Marlfield House was the former residence of the Bagwells, a wealthy and politically influential Irish Unionist family in south Tipperary from the eighteenth to the twentieth centuries.

It is located about three kilometres west of the town of Clonmel on the northern bank of the River Suir. It was built by John Bagwell in 1785. The main entrance gate, considered of exceptional quality, was designed by the local architect William Tinsley and the conservatory by Richard Turner. In January 1923, the main house was badly damaged in an arson attack by anti-Treaty IRA forces during the Irish Civil War. The fire destroyed the library and historical papers of historian Richard Bagwell.

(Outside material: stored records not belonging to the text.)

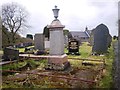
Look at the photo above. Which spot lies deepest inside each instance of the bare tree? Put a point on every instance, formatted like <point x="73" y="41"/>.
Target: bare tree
<point x="14" y="18"/>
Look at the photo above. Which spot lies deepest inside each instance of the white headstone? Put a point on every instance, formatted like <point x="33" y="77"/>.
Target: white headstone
<point x="39" y="41"/>
<point x="56" y="38"/>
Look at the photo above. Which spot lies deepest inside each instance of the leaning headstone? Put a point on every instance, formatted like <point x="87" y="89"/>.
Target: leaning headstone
<point x="10" y="54"/>
<point x="39" y="41"/>
<point x="73" y="47"/>
<point x="101" y="34"/>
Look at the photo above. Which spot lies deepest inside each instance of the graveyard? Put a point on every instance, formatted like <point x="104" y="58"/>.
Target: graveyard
<point x="49" y="62"/>
<point x="31" y="73"/>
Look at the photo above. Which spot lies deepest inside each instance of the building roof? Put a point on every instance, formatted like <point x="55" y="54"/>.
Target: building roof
<point x="79" y="34"/>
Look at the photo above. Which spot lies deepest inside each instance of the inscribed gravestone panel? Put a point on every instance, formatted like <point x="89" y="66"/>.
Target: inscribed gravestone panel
<point x="39" y="41"/>
<point x="100" y="39"/>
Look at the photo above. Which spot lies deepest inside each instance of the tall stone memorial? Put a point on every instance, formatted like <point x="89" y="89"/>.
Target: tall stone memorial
<point x="58" y="60"/>
<point x="101" y="35"/>
<point x="0" y="34"/>
<point x="39" y="41"/>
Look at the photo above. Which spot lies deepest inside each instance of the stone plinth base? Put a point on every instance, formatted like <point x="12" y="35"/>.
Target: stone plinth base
<point x="58" y="62"/>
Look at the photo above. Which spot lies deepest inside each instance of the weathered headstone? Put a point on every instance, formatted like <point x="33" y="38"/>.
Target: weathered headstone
<point x="39" y="41"/>
<point x="101" y="35"/>
<point x="58" y="60"/>
<point x="10" y="54"/>
<point x="73" y="47"/>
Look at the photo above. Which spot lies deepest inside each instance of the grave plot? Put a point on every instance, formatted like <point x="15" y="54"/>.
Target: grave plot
<point x="31" y="74"/>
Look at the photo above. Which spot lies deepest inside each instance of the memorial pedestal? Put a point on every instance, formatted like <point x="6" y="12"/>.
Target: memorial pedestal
<point x="58" y="62"/>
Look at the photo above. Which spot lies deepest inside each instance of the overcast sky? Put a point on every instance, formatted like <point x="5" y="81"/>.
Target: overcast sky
<point x="74" y="14"/>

It was targeted because of Bagwell's son John Philip Bagwell was a Senator in the new Irish Free State.

Following that conflict it was rebuilt and remained in Bagwell hands until the 1970s when it and the surrounding park and estate lands were sold. The first and second floors have since been converted into twelve apartments.

==Notable occupants==
- John Bagwell (1751–1816). Representative for Tipperary in the Irish House of Commons.
- William Bagwell (1776–1826). MP for Clonmel at the House of Commons.
- John Bagwell (1811–1883). Nephew of William. MP for Clonmel between 1857 and 1874.
- Richard Bagwell (1840–1918). Noted historian of the Stuart and Tudor periods in Ireland,
- John Philip Bagwell (1874–1946). Railway executive and Irish Free State Senator.